Sept. 29, 2019, AccuWeather/UPI — The northern Rockies are in the path of a potentially historic storm that is set to dump more than 4 feet of snow and bring wind gusts up to 60 mph.
The National Weather Service’s prediction center said this could be a “significant and possibly historic” early-season snowstorm across portions of the northern Rockies. Forecasters warned the combination of heavy, wet snow, strong winds and bitter cold expected could set records across the northwestern United States and southern Canada this early in the season.
“The snow that began to ramp up in the higher elevations of the Northwest on Saturday morning will only worsen and spread to lower elevations into Saturday night,” AccuWeather Meteorologist Renee Duff said.

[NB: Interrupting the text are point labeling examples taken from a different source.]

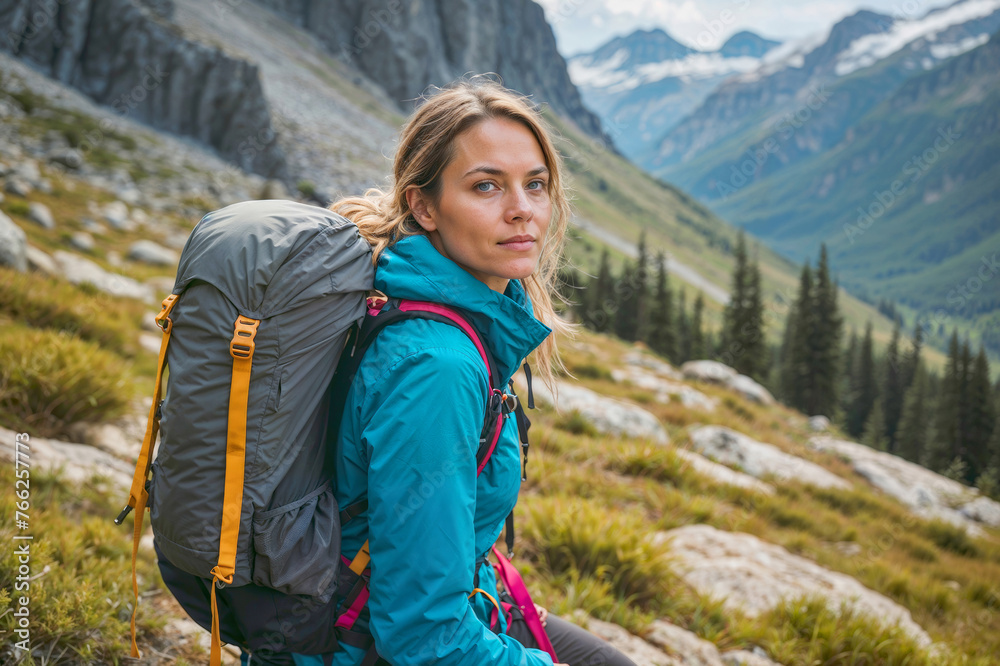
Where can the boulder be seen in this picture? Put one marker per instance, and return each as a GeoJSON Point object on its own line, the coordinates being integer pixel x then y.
{"type": "Point", "coordinates": [819, 423]}
{"type": "Point", "coordinates": [13, 245]}
{"type": "Point", "coordinates": [39, 214]}
{"type": "Point", "coordinates": [753, 576]}
{"type": "Point", "coordinates": [689, 649]}
{"type": "Point", "coordinates": [926, 493]}
{"type": "Point", "coordinates": [714, 372]}
{"type": "Point", "coordinates": [633, 647]}
{"type": "Point", "coordinates": [750, 390]}
{"type": "Point", "coordinates": [708, 371]}
{"type": "Point", "coordinates": [759, 459]}
{"type": "Point", "coordinates": [78, 270]}
{"type": "Point", "coordinates": [665, 389]}
{"type": "Point", "coordinates": [17, 186]}
{"type": "Point", "coordinates": [68, 157]}
{"type": "Point", "coordinates": [116, 214]}
{"type": "Point", "coordinates": [39, 261]}
{"type": "Point", "coordinates": [78, 462]}
{"type": "Point", "coordinates": [723, 474]}
{"type": "Point", "coordinates": [82, 241]}
{"type": "Point", "coordinates": [609, 416]}
{"type": "Point", "coordinates": [747, 658]}
{"type": "Point", "coordinates": [149, 252]}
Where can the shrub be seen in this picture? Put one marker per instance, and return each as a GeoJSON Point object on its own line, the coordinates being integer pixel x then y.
{"type": "Point", "coordinates": [49, 380]}
{"type": "Point", "coordinates": [572, 535]}
{"type": "Point", "coordinates": [43, 302]}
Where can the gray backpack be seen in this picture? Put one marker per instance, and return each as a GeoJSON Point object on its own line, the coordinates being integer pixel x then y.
{"type": "Point", "coordinates": [276, 286]}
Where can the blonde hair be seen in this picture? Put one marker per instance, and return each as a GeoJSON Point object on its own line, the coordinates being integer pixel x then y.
{"type": "Point", "coordinates": [426, 146]}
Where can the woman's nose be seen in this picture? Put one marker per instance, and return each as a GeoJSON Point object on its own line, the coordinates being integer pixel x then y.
{"type": "Point", "coordinates": [518, 207]}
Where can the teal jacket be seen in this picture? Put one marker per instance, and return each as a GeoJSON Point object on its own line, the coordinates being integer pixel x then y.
{"type": "Point", "coordinates": [408, 445]}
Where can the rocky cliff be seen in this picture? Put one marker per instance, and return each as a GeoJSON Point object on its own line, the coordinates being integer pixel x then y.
{"type": "Point", "coordinates": [406, 46]}
{"type": "Point", "coordinates": [131, 58]}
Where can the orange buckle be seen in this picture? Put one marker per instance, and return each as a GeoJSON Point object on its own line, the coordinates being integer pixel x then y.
{"type": "Point", "coordinates": [242, 345]}
{"type": "Point", "coordinates": [163, 318]}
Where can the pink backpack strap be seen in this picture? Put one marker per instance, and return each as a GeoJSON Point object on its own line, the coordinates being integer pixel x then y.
{"type": "Point", "coordinates": [517, 590]}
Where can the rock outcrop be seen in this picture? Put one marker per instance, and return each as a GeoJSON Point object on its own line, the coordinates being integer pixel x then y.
{"type": "Point", "coordinates": [720, 373]}
{"type": "Point", "coordinates": [406, 46]}
{"type": "Point", "coordinates": [609, 416]}
{"type": "Point", "coordinates": [759, 459]}
{"type": "Point", "coordinates": [926, 493]}
{"type": "Point", "coordinates": [753, 576]}
{"type": "Point", "coordinates": [127, 57]}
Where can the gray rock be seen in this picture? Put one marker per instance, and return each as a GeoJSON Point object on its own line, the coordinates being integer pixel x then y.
{"type": "Point", "coordinates": [747, 658]}
{"type": "Point", "coordinates": [759, 459]}
{"type": "Point", "coordinates": [41, 262]}
{"type": "Point", "coordinates": [78, 270]}
{"type": "Point", "coordinates": [149, 71]}
{"type": "Point", "coordinates": [982, 510]}
{"type": "Point", "coordinates": [819, 423]}
{"type": "Point", "coordinates": [149, 252]}
{"type": "Point", "coordinates": [17, 186]}
{"type": "Point", "coordinates": [13, 245]}
{"type": "Point", "coordinates": [723, 474]}
{"type": "Point", "coordinates": [116, 214]}
{"type": "Point", "coordinates": [609, 416]}
{"type": "Point", "coordinates": [633, 647]}
{"type": "Point", "coordinates": [924, 492]}
{"type": "Point", "coordinates": [750, 390]}
{"type": "Point", "coordinates": [753, 576]}
{"type": "Point", "coordinates": [39, 214]}
{"type": "Point", "coordinates": [77, 462]}
{"type": "Point", "coordinates": [690, 650]}
{"type": "Point", "coordinates": [68, 157]}
{"type": "Point", "coordinates": [82, 241]}
{"type": "Point", "coordinates": [708, 371]}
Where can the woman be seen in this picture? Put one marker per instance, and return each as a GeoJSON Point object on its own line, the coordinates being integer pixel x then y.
{"type": "Point", "coordinates": [475, 220]}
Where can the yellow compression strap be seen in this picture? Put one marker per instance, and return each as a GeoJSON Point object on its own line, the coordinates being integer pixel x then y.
{"type": "Point", "coordinates": [137, 495]}
{"type": "Point", "coordinates": [241, 348]}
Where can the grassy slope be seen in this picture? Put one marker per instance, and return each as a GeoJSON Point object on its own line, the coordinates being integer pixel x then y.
{"type": "Point", "coordinates": [619, 197]}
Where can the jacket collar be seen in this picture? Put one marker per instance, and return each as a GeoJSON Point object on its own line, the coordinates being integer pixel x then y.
{"type": "Point", "coordinates": [413, 269]}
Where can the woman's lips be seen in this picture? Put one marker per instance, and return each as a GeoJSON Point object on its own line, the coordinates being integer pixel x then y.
{"type": "Point", "coordinates": [519, 243]}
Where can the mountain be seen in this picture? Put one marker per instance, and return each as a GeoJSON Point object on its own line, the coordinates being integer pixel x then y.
{"type": "Point", "coordinates": [642, 84]}
{"type": "Point", "coordinates": [792, 149]}
{"type": "Point", "coordinates": [409, 45]}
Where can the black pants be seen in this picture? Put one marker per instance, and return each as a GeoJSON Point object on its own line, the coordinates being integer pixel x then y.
{"type": "Point", "coordinates": [573, 645]}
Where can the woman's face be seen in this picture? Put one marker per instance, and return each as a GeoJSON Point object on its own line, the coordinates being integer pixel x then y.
{"type": "Point", "coordinates": [493, 207]}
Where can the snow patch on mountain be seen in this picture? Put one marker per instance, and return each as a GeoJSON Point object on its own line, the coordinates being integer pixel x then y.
{"type": "Point", "coordinates": [866, 51]}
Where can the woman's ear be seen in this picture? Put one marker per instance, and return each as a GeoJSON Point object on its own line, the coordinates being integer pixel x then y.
{"type": "Point", "coordinates": [420, 208]}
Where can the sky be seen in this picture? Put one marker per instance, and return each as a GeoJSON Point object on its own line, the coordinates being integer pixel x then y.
{"type": "Point", "coordinates": [583, 25]}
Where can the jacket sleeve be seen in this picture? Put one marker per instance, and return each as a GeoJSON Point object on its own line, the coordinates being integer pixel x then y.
{"type": "Point", "coordinates": [423, 420]}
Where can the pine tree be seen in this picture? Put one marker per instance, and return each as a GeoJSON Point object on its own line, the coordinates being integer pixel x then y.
{"type": "Point", "coordinates": [892, 388]}
{"type": "Point", "coordinates": [641, 287]}
{"type": "Point", "coordinates": [823, 342]}
{"type": "Point", "coordinates": [912, 434]}
{"type": "Point", "coordinates": [979, 426]}
{"type": "Point", "coordinates": [698, 346]}
{"type": "Point", "coordinates": [874, 430]}
{"type": "Point", "coordinates": [683, 330]}
{"type": "Point", "coordinates": [601, 301]}
{"type": "Point", "coordinates": [799, 326]}
{"type": "Point", "coordinates": [945, 447]}
{"type": "Point", "coordinates": [626, 318]}
{"type": "Point", "coordinates": [864, 389]}
{"type": "Point", "coordinates": [662, 338]}
{"type": "Point", "coordinates": [742, 343]}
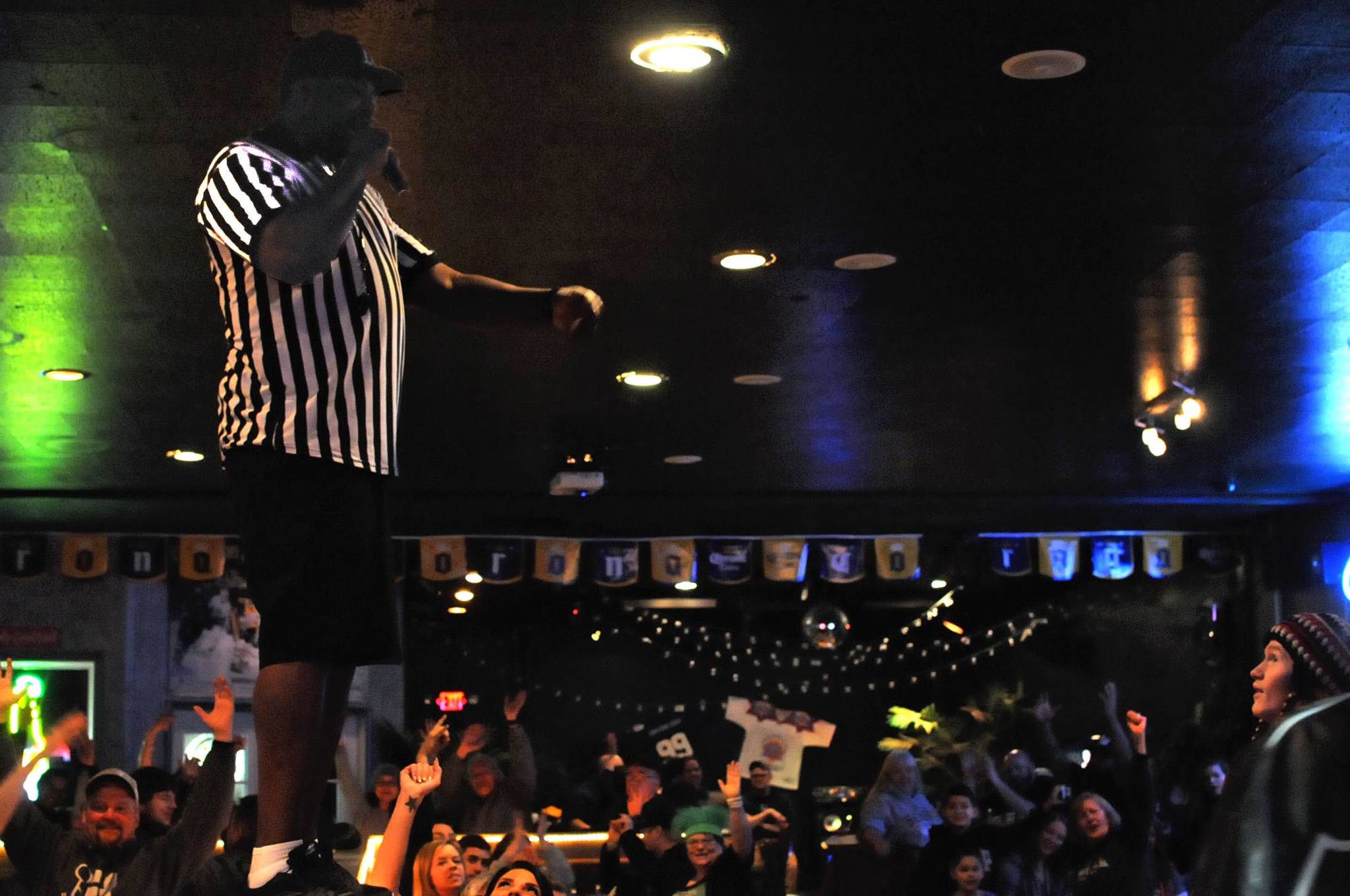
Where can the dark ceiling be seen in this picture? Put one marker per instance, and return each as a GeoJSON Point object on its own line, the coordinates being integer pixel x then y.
{"type": "Point", "coordinates": [1177, 210]}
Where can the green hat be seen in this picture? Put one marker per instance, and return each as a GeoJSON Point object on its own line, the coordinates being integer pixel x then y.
{"type": "Point", "coordinates": [701, 820]}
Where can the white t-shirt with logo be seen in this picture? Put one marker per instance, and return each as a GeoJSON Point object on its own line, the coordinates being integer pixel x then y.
{"type": "Point", "coordinates": [777, 737]}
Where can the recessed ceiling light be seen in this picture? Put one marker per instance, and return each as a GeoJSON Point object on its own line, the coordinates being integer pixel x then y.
{"type": "Point", "coordinates": [744, 260]}
{"type": "Point", "coordinates": [65, 374]}
{"type": "Point", "coordinates": [864, 262]}
{"type": "Point", "coordinates": [1044, 65]}
{"type": "Point", "coordinates": [680, 53]}
{"type": "Point", "coordinates": [640, 378]}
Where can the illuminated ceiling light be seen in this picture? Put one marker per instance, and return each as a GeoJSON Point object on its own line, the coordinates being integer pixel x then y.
{"type": "Point", "coordinates": [1044, 65]}
{"type": "Point", "coordinates": [678, 53]}
{"type": "Point", "coordinates": [640, 379]}
{"type": "Point", "coordinates": [744, 260]}
{"type": "Point", "coordinates": [65, 374]}
{"type": "Point", "coordinates": [864, 262]}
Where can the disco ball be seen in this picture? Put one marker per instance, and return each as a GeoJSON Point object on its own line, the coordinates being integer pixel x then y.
{"type": "Point", "coordinates": [825, 627]}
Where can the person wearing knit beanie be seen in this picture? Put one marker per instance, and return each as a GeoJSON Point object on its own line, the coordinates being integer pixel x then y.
{"type": "Point", "coordinates": [1306, 659]}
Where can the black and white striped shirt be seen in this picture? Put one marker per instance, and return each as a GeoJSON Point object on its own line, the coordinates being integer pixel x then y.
{"type": "Point", "coordinates": [312, 369]}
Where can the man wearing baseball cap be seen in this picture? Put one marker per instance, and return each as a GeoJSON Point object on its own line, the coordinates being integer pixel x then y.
{"type": "Point", "coordinates": [314, 278]}
{"type": "Point", "coordinates": [102, 856]}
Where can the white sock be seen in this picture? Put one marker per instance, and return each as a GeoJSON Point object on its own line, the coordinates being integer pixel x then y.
{"type": "Point", "coordinates": [269, 861]}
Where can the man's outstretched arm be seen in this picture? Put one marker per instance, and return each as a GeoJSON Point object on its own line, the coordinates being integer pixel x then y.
{"type": "Point", "coordinates": [484, 302]}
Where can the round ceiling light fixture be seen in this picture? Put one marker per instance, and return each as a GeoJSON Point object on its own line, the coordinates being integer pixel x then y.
{"type": "Point", "coordinates": [744, 260]}
{"type": "Point", "coordinates": [65, 374]}
{"type": "Point", "coordinates": [864, 262]}
{"type": "Point", "coordinates": [1044, 65]}
{"type": "Point", "coordinates": [640, 378]}
{"type": "Point", "coordinates": [680, 53]}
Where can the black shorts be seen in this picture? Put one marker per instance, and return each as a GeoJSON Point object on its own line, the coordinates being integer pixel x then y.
{"type": "Point", "coordinates": [316, 552]}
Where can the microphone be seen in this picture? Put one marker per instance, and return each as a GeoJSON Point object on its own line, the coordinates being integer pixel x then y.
{"type": "Point", "coordinates": [393, 175]}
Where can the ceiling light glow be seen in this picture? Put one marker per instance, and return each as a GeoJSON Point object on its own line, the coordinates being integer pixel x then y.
{"type": "Point", "coordinates": [864, 262]}
{"type": "Point", "coordinates": [744, 260]}
{"type": "Point", "coordinates": [678, 53]}
{"type": "Point", "coordinates": [640, 379]}
{"type": "Point", "coordinates": [65, 374]}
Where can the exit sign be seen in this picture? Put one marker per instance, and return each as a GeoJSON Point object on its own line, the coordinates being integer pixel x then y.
{"type": "Point", "coordinates": [452, 701]}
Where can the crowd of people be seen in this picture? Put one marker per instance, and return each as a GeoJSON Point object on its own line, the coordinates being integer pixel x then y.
{"type": "Point", "coordinates": [1029, 824]}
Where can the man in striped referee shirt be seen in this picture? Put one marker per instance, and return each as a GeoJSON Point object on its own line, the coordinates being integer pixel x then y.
{"type": "Point", "coordinates": [314, 275]}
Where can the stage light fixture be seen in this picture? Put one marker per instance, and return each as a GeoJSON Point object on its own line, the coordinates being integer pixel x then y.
{"type": "Point", "coordinates": [680, 53]}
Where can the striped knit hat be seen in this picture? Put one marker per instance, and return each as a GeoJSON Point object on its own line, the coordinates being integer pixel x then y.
{"type": "Point", "coordinates": [1319, 644]}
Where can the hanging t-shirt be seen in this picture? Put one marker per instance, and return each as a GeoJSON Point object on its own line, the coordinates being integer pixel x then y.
{"type": "Point", "coordinates": [777, 737]}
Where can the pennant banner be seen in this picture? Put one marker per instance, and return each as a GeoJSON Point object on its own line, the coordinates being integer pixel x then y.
{"type": "Point", "coordinates": [674, 562]}
{"type": "Point", "coordinates": [616, 563]}
{"type": "Point", "coordinates": [784, 559]}
{"type": "Point", "coordinates": [1163, 555]}
{"type": "Point", "coordinates": [142, 559]}
{"type": "Point", "coordinates": [558, 561]}
{"type": "Point", "coordinates": [202, 557]}
{"type": "Point", "coordinates": [898, 557]}
{"type": "Point", "coordinates": [23, 556]}
{"type": "Point", "coordinates": [1059, 556]}
{"type": "Point", "coordinates": [443, 557]}
{"type": "Point", "coordinates": [729, 561]}
{"type": "Point", "coordinates": [842, 561]}
{"type": "Point", "coordinates": [1010, 556]}
{"type": "Point", "coordinates": [1113, 556]}
{"type": "Point", "coordinates": [500, 561]}
{"type": "Point", "coordinates": [84, 556]}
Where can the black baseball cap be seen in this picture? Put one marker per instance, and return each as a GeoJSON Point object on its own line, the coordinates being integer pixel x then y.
{"type": "Point", "coordinates": [328, 54]}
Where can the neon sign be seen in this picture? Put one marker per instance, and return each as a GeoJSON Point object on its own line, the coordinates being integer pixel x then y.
{"type": "Point", "coordinates": [452, 701]}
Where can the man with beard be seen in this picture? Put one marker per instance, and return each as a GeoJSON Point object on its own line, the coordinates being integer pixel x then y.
{"type": "Point", "coordinates": [314, 278]}
{"type": "Point", "coordinates": [100, 856]}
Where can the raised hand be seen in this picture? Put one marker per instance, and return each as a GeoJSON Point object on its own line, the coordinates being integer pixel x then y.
{"type": "Point", "coordinates": [435, 737]}
{"type": "Point", "coordinates": [512, 705]}
{"type": "Point", "coordinates": [1138, 726]}
{"type": "Point", "coordinates": [415, 781]}
{"type": "Point", "coordinates": [221, 717]}
{"type": "Point", "coordinates": [732, 786]}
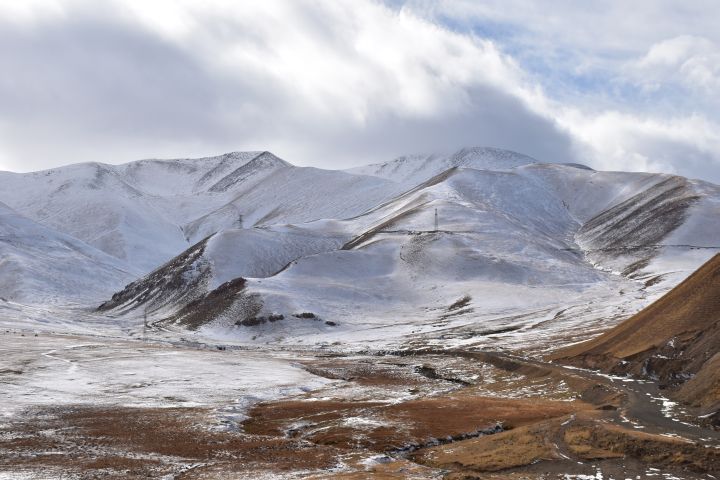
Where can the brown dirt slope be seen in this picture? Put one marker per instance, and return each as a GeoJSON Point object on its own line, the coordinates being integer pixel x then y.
{"type": "Point", "coordinates": [676, 340]}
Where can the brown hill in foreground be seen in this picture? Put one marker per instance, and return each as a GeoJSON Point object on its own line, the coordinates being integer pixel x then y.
{"type": "Point", "coordinates": [675, 340]}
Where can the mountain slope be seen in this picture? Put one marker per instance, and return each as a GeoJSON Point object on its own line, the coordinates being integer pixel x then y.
{"type": "Point", "coordinates": [414, 169]}
{"type": "Point", "coordinates": [146, 212]}
{"type": "Point", "coordinates": [674, 340]}
{"type": "Point", "coordinates": [41, 266]}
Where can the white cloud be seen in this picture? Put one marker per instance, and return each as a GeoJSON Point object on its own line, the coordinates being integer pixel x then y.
{"type": "Point", "coordinates": [346, 82]}
{"type": "Point", "coordinates": [690, 61]}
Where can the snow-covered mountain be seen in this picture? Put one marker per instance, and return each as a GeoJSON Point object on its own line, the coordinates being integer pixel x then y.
{"type": "Point", "coordinates": [522, 237]}
{"type": "Point", "coordinates": [146, 212]}
{"type": "Point", "coordinates": [249, 247]}
{"type": "Point", "coordinates": [39, 265]}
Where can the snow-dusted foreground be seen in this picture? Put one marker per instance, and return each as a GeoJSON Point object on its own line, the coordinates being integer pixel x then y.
{"type": "Point", "coordinates": [56, 370]}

Ahead of the storm, Glacier National Park in Montana announced road closures. While St. Mary Campground remains open, “camping not advised” signs have been put in place.
“The snow can pile up at a quick pace, with more than an inch per hour possible,” Duff said.
Due to severe winds, officials in Choteau, Mont., reported numerous downed power lines and trees on Saturday morning, which created dangerous conditions.
“Strong winds accompanying the snow threaten to topple trees and power lines, as well as cause near-zero visibility and extensive blowing and drifting,” Duff said.
Tree branches were starting to be weighed down by snow on Saturday morning in Montana.
“People are urged to not travel during the storm as there will be a heightened risk of becoming stranded in sub-freezing temperatures. If you must travel, make sure you have a fully charged cellphone, blankets and an emergency kit in your vehicle,” Duff said. “Road closures are possible due to the poor driving conditions and debris blocking the roadway.”
A National Weather Service trained spotter reported that 3 inches of snow had fallen in Montana City, Mont., and that the trees are dropping significantly underneath the weight of the snow.
Rain transitioned to snow Saturday morning at Spokane International Airport in Washington. This is the first time it has snowed in September at the airport since 1926 when 1.4 inches snow fell, setting their all-time record amount of snowfall for the month.
By 10:45 a.m. MDT, 9 inches of snow had already fallen over Choteau, Mont.
Those in the high country and intermediate elevations will be at risk of becoming stranded and could be in a life-threatening situation during and after the storm, with below-freezing temperatures predicted.
As rain changes from snow from higher elevations to lower elevations and from north to south, deteriorating roadway conditions will progress through the passes and then to roads at lower elevations into Sunday.
Travel is not advised during the storm with snow likely along stretches of Canada Highway 1 and interstates 15 and 94. Anyone who does venture out may be at risk of becoming stranded. If you must travel, make sure you have a fully charged cellphone, blankets and an emergency kit in your vehicle.
Very difficult driving conditions were already occurring on I-15 north of Great Falls, Mont., early Saturday morning, with snow-covered roads and blowing snow, according to the National Weather Service.
Road closures are possible due to the poor driving conditions, as well as the potential for strong winds to topple trees over the roadways.
“Stay home. Stay safe. Don’t do anything silly,” Jason Parish, public information officer for the City of Butte-Silver Bow, told AccuWeather ahead of the storm.
At times, the combination of wind and snow will make for very low visibility that can approach blizzard conditions, including in Glacier National Park.
Winds are forecast to frequent 20 mph to 40 mph with gusts up to 60 mph possible over the mountains and through the passes.
The combination of the strong winds and heavy, wet nature of the snow threatens to down trees and power lines.
“It’s a very big concern here; we’re just beginning to turn our colors, so trees are fully loaded with foliage here,” LeeAnn Allegretto, a meteorologist with the NWS in Missoula, told AccuWeather. “Snow will have a huge impact and will likely cause downed trees and potentially plenty of damage/power outages.”
Residents who are left in the dark will face subfreezing temperatures with AccuWeather RealFeel Temperatures approaching zero in some areas. These bitterly cold conditions are expected to last for days after the storm.
The vast area of fresh snowcover will set the stage for record-challenging low temperatures early next week.
Temperatures are likely to dip into the single digits over the high country and the teens and 20s over the intermediate elevations, to near or just below freezing over the High Plains and Prairies during Sunday night, Monday night and perhaps Tuesday night.
Meanwhile, drenching showers and locally gusty thunderstorms will pivot to the southeast of the snowstorm over parts of the Great Basin, central Plains and Upper Midwest into Monday.